When I was checking up on some facts on Joe Jackson, I found the free Wikipedia to be of use. In the very well-done account of the Black Sox scandal (to which I made some minor edits, replacing a couple of odd word choices and fixing some commas), I noticed a link to a non-existent biography of pitcher and ringleader Eddie Cicotte. So I whipped out my Baseball Encyclopedia, opened it up to Cicotte’s statistics, did a couple of Web searches to grab some more detail and check my own memory, and based on those references, I wrote one.
Cicotte was a knuckleballer, but I found the Wikipedia didn’t have an article on the knuckleball either. So I wrote one of those too. Along the way to writing that, I found the Wikipedia had a biography of Hoyt Wilhelm, which I didn’t touch, but didn’t have one of Phil Niekro, the most notable pitcher from my lifetime to throw the pitch. I didn’t write that biography.
I also found there’s no biography of Jimmie Foxx. That wrong will have to be righted by yours truly very soon. As will the criminal exclusion of Mike Sweeney, and the embarrassingly sketchy history of the Kansas City Royals. (The George Brett biography was reasonably complete; I made a few minor additions.) I can see how this can get addictive fast.

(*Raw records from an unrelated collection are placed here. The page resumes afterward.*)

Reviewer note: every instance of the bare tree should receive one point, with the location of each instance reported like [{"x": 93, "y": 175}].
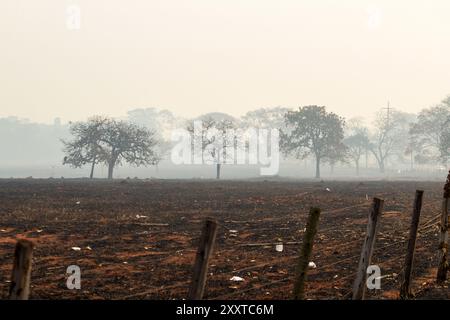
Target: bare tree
[
  {"x": 216, "y": 138},
  {"x": 85, "y": 148},
  {"x": 103, "y": 140},
  {"x": 390, "y": 136},
  {"x": 312, "y": 130},
  {"x": 127, "y": 142},
  {"x": 426, "y": 134},
  {"x": 357, "y": 144}
]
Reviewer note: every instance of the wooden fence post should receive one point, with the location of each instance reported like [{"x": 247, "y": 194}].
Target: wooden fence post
[
  {"x": 21, "y": 273},
  {"x": 359, "y": 287},
  {"x": 443, "y": 239},
  {"x": 204, "y": 252},
  {"x": 405, "y": 288},
  {"x": 305, "y": 253}
]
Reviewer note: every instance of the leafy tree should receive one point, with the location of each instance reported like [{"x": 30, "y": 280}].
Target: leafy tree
[
  {"x": 104, "y": 140},
  {"x": 272, "y": 118},
  {"x": 85, "y": 148},
  {"x": 426, "y": 134},
  {"x": 215, "y": 136},
  {"x": 357, "y": 144},
  {"x": 444, "y": 145},
  {"x": 313, "y": 130},
  {"x": 390, "y": 136}
]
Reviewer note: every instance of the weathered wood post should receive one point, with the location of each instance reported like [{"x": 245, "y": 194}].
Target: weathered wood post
[
  {"x": 359, "y": 287},
  {"x": 443, "y": 238},
  {"x": 405, "y": 288},
  {"x": 21, "y": 272},
  {"x": 204, "y": 252},
  {"x": 305, "y": 253}
]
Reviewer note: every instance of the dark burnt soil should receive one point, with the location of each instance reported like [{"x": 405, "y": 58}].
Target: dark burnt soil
[{"x": 138, "y": 238}]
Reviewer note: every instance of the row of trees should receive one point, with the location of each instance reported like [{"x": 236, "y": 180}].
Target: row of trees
[
  {"x": 111, "y": 142},
  {"x": 310, "y": 131}
]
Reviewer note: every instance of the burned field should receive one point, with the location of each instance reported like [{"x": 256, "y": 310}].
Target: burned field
[{"x": 137, "y": 239}]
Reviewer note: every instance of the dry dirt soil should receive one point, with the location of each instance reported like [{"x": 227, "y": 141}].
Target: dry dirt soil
[{"x": 138, "y": 238}]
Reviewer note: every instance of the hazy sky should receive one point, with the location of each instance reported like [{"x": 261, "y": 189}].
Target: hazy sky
[{"x": 197, "y": 56}]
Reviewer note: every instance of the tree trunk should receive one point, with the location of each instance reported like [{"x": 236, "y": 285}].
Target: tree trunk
[
  {"x": 92, "y": 169},
  {"x": 218, "y": 171},
  {"x": 317, "y": 168},
  {"x": 367, "y": 159},
  {"x": 110, "y": 169},
  {"x": 381, "y": 165}
]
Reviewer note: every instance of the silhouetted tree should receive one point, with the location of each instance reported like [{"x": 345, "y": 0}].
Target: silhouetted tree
[
  {"x": 85, "y": 148},
  {"x": 111, "y": 142},
  {"x": 216, "y": 137},
  {"x": 357, "y": 144},
  {"x": 427, "y": 132},
  {"x": 390, "y": 136},
  {"x": 312, "y": 130}
]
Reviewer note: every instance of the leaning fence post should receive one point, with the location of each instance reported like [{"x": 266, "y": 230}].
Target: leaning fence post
[
  {"x": 204, "y": 252},
  {"x": 405, "y": 288},
  {"x": 21, "y": 273},
  {"x": 359, "y": 287},
  {"x": 305, "y": 253},
  {"x": 443, "y": 239}
]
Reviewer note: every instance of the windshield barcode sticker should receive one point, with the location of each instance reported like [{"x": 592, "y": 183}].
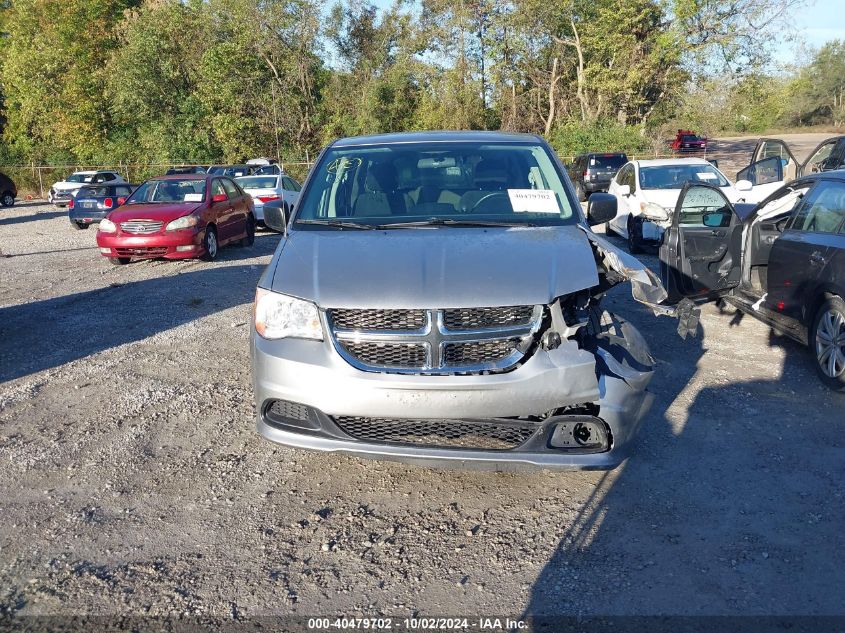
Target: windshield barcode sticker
[{"x": 533, "y": 201}]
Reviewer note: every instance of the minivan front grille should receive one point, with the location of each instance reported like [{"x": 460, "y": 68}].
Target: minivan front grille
[
  {"x": 467, "y": 434},
  {"x": 141, "y": 227},
  {"x": 379, "y": 319},
  {"x": 451, "y": 341}
]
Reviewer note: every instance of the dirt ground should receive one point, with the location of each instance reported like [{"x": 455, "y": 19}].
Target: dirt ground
[{"x": 133, "y": 482}]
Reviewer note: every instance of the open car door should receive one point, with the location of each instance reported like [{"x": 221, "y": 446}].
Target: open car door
[
  {"x": 827, "y": 155},
  {"x": 700, "y": 251}
]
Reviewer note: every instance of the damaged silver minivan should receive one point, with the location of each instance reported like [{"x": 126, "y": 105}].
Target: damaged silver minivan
[{"x": 436, "y": 298}]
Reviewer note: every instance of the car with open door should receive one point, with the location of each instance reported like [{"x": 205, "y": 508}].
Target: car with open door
[
  {"x": 647, "y": 190},
  {"x": 773, "y": 163},
  {"x": 92, "y": 203},
  {"x": 783, "y": 264}
]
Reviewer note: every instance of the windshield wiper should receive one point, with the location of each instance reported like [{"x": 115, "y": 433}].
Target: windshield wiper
[
  {"x": 451, "y": 222},
  {"x": 342, "y": 224}
]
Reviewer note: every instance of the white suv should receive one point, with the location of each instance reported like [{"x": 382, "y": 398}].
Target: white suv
[{"x": 61, "y": 192}]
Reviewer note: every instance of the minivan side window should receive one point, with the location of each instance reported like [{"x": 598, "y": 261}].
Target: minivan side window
[
  {"x": 822, "y": 210},
  {"x": 217, "y": 188},
  {"x": 231, "y": 189}
]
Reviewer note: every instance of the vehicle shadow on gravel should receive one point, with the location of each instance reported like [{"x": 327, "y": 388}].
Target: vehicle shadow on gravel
[
  {"x": 44, "y": 334},
  {"x": 729, "y": 504}
]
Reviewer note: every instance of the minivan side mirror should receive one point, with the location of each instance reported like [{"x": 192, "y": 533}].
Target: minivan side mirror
[
  {"x": 276, "y": 218},
  {"x": 601, "y": 208}
]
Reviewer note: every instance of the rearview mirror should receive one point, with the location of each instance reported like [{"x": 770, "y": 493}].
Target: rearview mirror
[
  {"x": 601, "y": 208},
  {"x": 275, "y": 218},
  {"x": 716, "y": 219}
]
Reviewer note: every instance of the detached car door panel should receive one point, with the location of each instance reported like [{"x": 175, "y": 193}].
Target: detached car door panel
[
  {"x": 765, "y": 176},
  {"x": 700, "y": 252},
  {"x": 776, "y": 148}
]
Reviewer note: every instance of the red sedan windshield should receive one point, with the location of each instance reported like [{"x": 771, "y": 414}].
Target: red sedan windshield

I read a while back some astronomical statistic about the Wikipedia’s size, but that it wasn’t yet as big as the Encyclopædia Britannica. I visited it, ready to contribute an article or two, but couldn’t think of anything. I figured I’d write about technology but found all the articles in my area of expertise were already very impressive.
So my contribution to this fount of knowledge is in the area of baseball instead.
Hey, it’s good that it’ll go somewhere.